Multi Variable Regression

In chapter 2.1 we learned the basics of PyTorch by creating a single variable linear regression model. In this chapter we expand this model to handle multiple variables. Note that less time will be spent explaining the basics of PyTorch: only new concepts will be explained, so feel free to refer to previous chapters as needed.

Motivation

Recall that a single variable linear regression model can learn to predict an output variable \(y\) under these conditions:

  1. There is only one input variable, \(x\)
  2. There is a linear relationship between \(y\) and \(x\), that is, \(y \approx ax + b\)

In practice, the above conditions are very limiting: if you have a simple data set then by all means you should try using single variable linear regression, but in most cases we have significantly more complex data. For example, consider using the following (abbreviated) data from the 1990 census to learn to predict housing prices. Note that each row represents a single housing district:

House Median Age Total Rooms Total Bedrooms ... Median House Value
41.0 880.0 129.0 ... 452600.0
21.0 7099.0 1106.0 ... 358500.0
52.0 1467.0 190.0 ... 352100.0
52.0 1274.0 235.0 ... 341300.0
52.0 1627.0 280.0 ... 342200.0
52.0 919.0 213.0 ... 269700.0
... ... ... ... ...

To predict the values of houses, we have at least 3 real-valued variables (age, number of rooms, number of dedrooms) that could potentially be useful. To analyze this sort of complex, real-world data we need to learn to handle multiple input variables.

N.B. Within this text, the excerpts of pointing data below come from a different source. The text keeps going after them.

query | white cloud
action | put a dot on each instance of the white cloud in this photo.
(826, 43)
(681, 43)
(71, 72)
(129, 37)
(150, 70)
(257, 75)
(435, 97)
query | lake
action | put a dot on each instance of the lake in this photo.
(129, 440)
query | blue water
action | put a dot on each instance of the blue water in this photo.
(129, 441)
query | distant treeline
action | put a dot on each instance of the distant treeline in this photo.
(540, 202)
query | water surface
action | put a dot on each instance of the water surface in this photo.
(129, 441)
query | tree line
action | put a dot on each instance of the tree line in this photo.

One approach to handling multiple variables would be to reduce the number of input variables to only 1 variable, and then training a single variable linear regression model using that. In fact, an important area of research in machine learning (and one that will be covered later) called dimensionality reduction deals with this problem of reducing the number of variables. However, it's important to realize that the number of variables can only be reduced so far, and its extremely rare that you can reduce a data set to only 1 variable. For now you need to take this statement on faith, but in later chapters we will investigate it more thoroughly.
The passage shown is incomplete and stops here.